Vanderbilt University School of Medicine, Nashville, Tennessee.
Department of Pediatrics, Division of Cardiology, Monroe Carell Jr. Children's Hospital, Vanderbilt University Medical Center, Nashville, Tennessee.
Ann Thorac Surg. 2018 Feb;105(2):629-636. doi: 10.1016/j.athoracsur.2017.05.082. Epub 2017 Sep 28.
Transplant-free survival for single right ventricle (RV) lesions remains less than 70% at 3 years. Arrhythmia burden, influence of shunt type at Norwood procedure (RV-to-pulmonary artery shunt [RVPAS] versus Blalock-Taussig shunt [BTS]), and implications for mortality risk are not well defined.
The authors performed a single-center retrospective analysis of patients with single RV lesions enrolled in a prospective study of arrhythmias after congenital heart surgery.

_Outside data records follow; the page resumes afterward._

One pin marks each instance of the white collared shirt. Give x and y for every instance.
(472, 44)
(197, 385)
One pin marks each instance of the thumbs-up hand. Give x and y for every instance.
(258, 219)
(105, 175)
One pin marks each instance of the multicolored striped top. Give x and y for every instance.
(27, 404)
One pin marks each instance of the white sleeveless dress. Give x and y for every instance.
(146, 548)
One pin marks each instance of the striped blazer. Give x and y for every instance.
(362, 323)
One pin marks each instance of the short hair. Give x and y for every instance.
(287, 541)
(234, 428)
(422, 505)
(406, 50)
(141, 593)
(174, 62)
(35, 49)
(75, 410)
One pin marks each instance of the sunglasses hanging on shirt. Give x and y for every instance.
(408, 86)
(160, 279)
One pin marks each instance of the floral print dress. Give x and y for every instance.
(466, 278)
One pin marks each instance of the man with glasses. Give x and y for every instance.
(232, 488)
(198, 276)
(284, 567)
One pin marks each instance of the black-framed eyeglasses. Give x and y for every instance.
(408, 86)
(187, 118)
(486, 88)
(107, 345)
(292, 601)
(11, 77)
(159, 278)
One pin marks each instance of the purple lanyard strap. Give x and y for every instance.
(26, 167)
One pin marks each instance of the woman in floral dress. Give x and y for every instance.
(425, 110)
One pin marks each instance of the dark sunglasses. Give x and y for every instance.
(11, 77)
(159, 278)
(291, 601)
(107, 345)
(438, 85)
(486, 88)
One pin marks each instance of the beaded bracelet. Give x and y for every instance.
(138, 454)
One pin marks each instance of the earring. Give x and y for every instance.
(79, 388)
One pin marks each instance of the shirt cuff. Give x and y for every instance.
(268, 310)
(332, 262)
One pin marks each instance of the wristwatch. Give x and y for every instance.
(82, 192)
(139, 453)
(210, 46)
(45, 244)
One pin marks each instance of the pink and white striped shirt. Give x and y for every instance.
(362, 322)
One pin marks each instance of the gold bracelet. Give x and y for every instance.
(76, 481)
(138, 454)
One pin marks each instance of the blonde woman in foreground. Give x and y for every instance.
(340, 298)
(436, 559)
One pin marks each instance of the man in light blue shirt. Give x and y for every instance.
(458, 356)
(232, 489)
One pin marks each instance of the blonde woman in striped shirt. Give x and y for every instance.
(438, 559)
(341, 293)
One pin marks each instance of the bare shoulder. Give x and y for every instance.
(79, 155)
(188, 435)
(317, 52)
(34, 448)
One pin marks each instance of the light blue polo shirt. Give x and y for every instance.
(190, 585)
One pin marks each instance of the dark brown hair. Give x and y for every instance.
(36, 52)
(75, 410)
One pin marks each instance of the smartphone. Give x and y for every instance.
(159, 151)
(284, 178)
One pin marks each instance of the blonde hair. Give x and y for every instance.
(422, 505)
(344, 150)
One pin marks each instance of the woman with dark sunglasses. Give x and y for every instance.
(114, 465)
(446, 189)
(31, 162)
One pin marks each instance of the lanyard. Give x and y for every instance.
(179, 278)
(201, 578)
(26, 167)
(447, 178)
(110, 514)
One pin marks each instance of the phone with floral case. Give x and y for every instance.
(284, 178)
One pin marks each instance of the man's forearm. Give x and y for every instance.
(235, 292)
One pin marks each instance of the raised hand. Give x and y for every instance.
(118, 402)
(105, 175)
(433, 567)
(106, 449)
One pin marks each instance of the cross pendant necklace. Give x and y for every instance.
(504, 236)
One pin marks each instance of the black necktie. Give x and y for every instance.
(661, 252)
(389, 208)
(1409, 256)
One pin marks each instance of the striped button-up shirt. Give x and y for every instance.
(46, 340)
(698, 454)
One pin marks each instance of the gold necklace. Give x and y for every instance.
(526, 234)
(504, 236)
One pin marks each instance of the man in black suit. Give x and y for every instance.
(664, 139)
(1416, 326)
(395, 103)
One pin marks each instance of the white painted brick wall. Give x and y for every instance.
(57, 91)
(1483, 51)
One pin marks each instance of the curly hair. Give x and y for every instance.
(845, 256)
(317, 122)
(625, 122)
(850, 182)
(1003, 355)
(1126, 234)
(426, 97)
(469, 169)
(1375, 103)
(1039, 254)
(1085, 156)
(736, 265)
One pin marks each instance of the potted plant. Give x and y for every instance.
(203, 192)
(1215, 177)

Fifty-eight patients received a RVPAS and 62 received a BTS, with a median follow-up of 773 days. Overall arrhythmia incidence was 78%, two-thirds of which prompted intervention. Among all types of arrhythmias, only ventricular arrhythmias (VAs) differed by shunt type, which were more common in patients receiving an RVPAS (29% RVPAS versus 14% BTS; p = 0.049). The majority of VAs were transient (69% less than 1 minute), and typically occurred early post-Norwood procedure (median 12 days). No additional variables were associated with development of VAs. Shunt type did not influence transplant-free survival. Within the entire cohort, there was a trend toward increased mortality with prior history of VA (odds ratio, 2.90; 95% confidence interval, 0.99 to 8.90; p = 0.052). For interstage survivors to Glenn palliation, any VA associated with a 14-fold increased risk of death or transplant (hazard ratio, 14.00; 95% confidence interval, 3.66 to 53.40; p < .001). No other tachyarrhythmia or bradyarrhythmia was associated with mortality.
In this cohort with single RV lesions and prospective rhythm surveillance, patients receiving an RVPAS at Norwood surgery had an increased incidence of VAs compared with patients with a BTS. VAs correlated with late mortality in patients who survived the interstage period.
在 3 年内,单右心室(RV)病变的无移植存活率仍低于 70%。心律失常负担、Norwood 手术中的分流类型(RV 至肺动脉分流[RVPAS]与 Blalock-Taussig 分流[BTS])的影响以及对死亡率的影响尚不清楚。
作者对单 RV 病变患者进行了一项单中心回顾性分析,这些患者参加了先天性心脏病手术后心律失常的前瞻性研究。
58 例患者接受了 RVPAS,62 例患者接受了 BTS,中位随访时间为 773 天。总体心律失常发生率为 78%,其中三分之二需要干预。在所有类型的心律失常中,只有室性心律失常(VA)的分流类型不同,接受 RVPAS 的患者更为常见(29%的 RVPAS 与 14%BTS;p=0.049)。大多数 VA 是短暂的(69%持续时间小于 1 分钟),通常发生在 Norwood 手术后早期(中位数 12 天)。没有其他变量与 VA 的发生有关。分流类型并不影响无移植存活率。在整个队列中,VA 病史与死亡率增加呈趋势(比值比,2.90;95%置信区间,0.99 至 8.90;p=0.052)。对于 Glenn 姑息治疗的中间期幸存者,任何与 VA 相关的死亡或移植风险增加 14 倍(风险比,14.00;95%置信区间,3.66 至 53.40;p<.001)。其他快速性心律失常或缓慢性心律失常与死亡率无关。
在这个单 RV 病变和前瞻性节律监测的队列中,接受 Norwood 手术时 RVPAS 的患者与接受 BTS 的患者相比,VA 的发生率增加。VA 与中间期幸存者的晚期死亡率相关。